I don’t know how to do this.  I don’t know how to help in the way I want to, but I know that I will somehow.  When this is all said and done, when we have money to spare again, you can be damn well sure that I will want to help somehow.

In the meantime, I’ll be focusing on trying to induce labor.  Come on baby!  Time to move!

How much does a job cost?

My husband recently took a job to bring in some extra income while we wait (and wait and wait and wait…) for this baby to arrive, for our opportunity to move into our house, and for his “real” job to start.  As I looked at our Mint.com account for the last month, there were a few large purchases that stood out – and that all were associated with obtaining and maintaining this new job.  They surprised me, to be honest, as I forgot how much a new job can cost.

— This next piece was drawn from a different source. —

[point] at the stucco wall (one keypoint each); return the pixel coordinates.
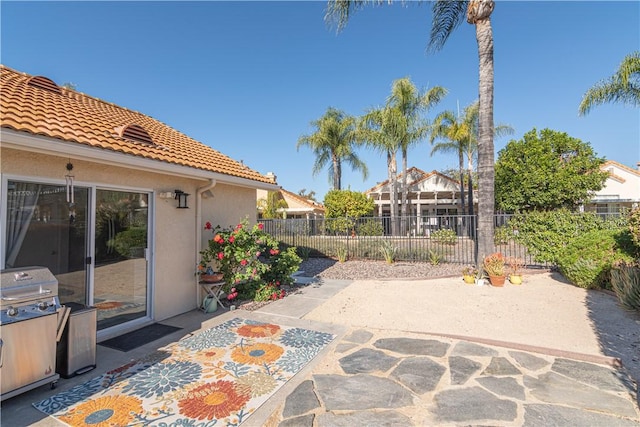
(628, 190)
(173, 239)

Jeans (both pairs of his jeans were too holey to wear to work) – $48.85

Cobbler (to fix his work shoes) – $20

Goodwill (to buy shoes for the interview as we had just taken his only pair to the cobbler) – $17.83

Dress Shirt – $23.95

Liquor Permit – $27.36

Food Handler’s Permit – $10

Total:  $148

He also drives 20 miles roundtrip about 4 times a week, so our gas costs have been pretty high as well.  Regardless though, it is obvious that the benefits of working outweigh the amount he paid to obtain/maintain the job.  

However, what if he spent all that money only to not get the job?

The big problem that a lot of people (me included…) have is that we invest money into getting a job, only to fail at finding viable employment.  There are a lot of costs associated with job searching – including new clothes, parking, paper to print out resumes, and of course time.

This time around, I spent $25 on job searching.  This cost was minimized because my husband dropped me off at various interviews, making the cost of parking almost nonexistent (there was one time we had to pay).  I bought a maternity dress suit at a consignment store and goodwill.  I used the library and the free printing they have there to print out copies of my resume.  So in reality, the costs associated with searching for a job was minimal – but I still can’t help but feel that it was money and time wasted since nothing came of it.

If I had spent as much money as my husband spent on job searching – only to fail – I would have been pretty upset!

Luckily, we were pretty sure that my husband would get the job he applied for, and therefore didn’t feel like any of those costs were a waste.  Also, many of those costs were incurred to maintain the job standards, so that has to be taken into account as well.

How much have you spent on a job search…and did you get it?  Or how much does it cost to maintain your current job?